The broader congestion picture makes the gap harder to dismiss. As of late June 2026, there are 17,929 active satellites in orbit and 8,614 tracked debris objects. The volume of conjunction alerts globally is already straining operator attention: UK satellite operators alone received 1,847 conjunction alerts in March 2026. Flooding that already-stretched pipeline with avoidable false positives from mated servicing pairs compounds a problem the industry is still learning to manage.

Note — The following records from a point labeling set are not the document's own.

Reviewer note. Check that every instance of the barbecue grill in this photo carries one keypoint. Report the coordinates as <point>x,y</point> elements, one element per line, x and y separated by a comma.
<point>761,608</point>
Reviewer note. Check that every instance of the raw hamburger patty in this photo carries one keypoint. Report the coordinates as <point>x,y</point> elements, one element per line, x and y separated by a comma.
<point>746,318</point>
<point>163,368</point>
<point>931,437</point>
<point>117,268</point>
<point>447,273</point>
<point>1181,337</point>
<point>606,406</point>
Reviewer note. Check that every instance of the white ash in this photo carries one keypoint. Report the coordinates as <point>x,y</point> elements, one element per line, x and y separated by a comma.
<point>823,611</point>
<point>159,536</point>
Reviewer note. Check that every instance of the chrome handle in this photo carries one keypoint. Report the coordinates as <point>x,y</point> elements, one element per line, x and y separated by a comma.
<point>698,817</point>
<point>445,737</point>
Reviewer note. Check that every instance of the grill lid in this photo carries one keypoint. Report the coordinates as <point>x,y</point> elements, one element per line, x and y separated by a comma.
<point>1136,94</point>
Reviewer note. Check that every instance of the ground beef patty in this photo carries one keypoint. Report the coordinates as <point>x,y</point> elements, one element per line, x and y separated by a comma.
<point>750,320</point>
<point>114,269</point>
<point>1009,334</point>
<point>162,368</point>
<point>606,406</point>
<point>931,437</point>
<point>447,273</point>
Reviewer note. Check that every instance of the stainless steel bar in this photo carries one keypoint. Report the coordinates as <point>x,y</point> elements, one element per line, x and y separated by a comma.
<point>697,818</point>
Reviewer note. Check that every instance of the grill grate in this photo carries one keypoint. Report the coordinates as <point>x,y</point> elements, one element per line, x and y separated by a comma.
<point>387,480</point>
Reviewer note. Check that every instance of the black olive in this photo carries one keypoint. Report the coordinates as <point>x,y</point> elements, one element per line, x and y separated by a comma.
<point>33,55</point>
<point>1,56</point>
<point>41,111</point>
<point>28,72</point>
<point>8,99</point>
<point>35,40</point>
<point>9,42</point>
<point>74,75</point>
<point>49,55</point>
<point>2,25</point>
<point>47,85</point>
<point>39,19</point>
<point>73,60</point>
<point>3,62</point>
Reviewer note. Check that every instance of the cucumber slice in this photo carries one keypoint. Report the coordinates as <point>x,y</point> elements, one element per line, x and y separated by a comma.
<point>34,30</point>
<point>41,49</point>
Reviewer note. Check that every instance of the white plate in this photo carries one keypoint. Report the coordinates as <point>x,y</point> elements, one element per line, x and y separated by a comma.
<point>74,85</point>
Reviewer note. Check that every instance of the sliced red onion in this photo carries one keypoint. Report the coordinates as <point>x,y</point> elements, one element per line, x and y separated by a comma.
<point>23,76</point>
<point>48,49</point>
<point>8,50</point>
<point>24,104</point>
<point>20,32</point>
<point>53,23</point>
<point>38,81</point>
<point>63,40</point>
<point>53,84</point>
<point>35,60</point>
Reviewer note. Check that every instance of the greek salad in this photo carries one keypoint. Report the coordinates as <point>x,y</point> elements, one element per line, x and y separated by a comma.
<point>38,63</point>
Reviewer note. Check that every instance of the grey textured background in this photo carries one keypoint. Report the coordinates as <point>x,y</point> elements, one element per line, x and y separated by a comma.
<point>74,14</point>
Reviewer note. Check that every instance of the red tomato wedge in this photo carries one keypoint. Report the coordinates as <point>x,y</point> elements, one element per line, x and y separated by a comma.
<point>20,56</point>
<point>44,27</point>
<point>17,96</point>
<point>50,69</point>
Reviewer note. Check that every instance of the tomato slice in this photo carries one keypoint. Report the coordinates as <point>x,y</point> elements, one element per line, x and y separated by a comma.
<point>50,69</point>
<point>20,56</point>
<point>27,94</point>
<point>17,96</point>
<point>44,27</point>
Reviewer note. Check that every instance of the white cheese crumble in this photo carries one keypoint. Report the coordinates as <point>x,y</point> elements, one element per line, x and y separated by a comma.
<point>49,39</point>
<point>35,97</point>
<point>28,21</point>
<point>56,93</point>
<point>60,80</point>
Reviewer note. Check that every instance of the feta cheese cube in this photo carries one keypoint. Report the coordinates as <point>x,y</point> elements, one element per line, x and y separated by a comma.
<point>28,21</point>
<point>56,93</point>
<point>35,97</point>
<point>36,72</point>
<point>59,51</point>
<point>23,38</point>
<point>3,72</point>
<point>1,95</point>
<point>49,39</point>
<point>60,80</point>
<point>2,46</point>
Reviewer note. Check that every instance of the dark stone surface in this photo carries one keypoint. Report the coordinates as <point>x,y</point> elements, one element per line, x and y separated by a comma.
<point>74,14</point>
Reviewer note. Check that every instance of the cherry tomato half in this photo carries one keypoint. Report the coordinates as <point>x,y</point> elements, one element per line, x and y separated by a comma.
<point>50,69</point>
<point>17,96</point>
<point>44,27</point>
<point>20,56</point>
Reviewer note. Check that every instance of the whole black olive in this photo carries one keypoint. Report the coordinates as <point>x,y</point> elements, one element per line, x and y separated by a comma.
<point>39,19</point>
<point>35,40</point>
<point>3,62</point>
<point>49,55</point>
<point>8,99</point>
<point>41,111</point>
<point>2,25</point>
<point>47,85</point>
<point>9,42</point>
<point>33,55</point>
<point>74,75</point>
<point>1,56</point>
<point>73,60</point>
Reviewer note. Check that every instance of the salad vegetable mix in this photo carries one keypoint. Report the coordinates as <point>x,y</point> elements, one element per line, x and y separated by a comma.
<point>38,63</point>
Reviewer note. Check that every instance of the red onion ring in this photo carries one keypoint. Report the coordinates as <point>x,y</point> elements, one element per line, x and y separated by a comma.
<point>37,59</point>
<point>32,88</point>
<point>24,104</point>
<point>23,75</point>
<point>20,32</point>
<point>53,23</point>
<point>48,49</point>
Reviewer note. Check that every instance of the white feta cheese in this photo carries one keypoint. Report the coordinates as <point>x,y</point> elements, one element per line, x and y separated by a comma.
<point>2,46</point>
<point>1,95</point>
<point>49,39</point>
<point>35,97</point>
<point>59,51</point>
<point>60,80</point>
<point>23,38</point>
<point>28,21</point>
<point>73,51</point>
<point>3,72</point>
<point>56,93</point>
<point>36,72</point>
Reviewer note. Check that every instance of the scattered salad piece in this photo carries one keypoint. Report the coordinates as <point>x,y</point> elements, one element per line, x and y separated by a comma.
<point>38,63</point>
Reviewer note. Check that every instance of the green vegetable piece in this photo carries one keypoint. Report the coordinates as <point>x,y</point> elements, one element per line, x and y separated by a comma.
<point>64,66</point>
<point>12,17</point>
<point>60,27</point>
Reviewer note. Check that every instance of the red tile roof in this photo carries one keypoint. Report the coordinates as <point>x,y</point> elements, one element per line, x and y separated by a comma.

There is a deeper irony in the MEV-2 case. The spacecraft exists specifically to prevent satellites from running out of fuel and becoming uncontrolled debris. Its presence on Intelsat 10-02 means the mated stack can maneuver to avoid genuine conjunction threats — unlike the derelict satellites that make up a growing fraction of the objects in GEO. And yet, because SSA systems see two catalog entries where one physical object now exists, the vehicle designed to reduce debris risk is itself a recurring source of automated collision warnings.
The June 15 Orbital Radar alert will not be the last time a servicing vehicle is flagged for a conjunction with its own client. How SSA operators handle that reality — whether through catalog annotation, operator-coordination protocols, or updated screening logic — will matter more as the servicing sector grows.
France’s recent activation of its sovereign space debris radar data service for CNES, aimed at reducing dependence on U.S. tracking data, reflects the broader push to build independent, higher-fidelity SSA capability. Whether those new data streams will carry servicing-relationship metadata from the start remains an open question.
Northrop Grumman, SpaceLogistics, and Intelsat have issued no official statements regarding the June 15 conjunction alert.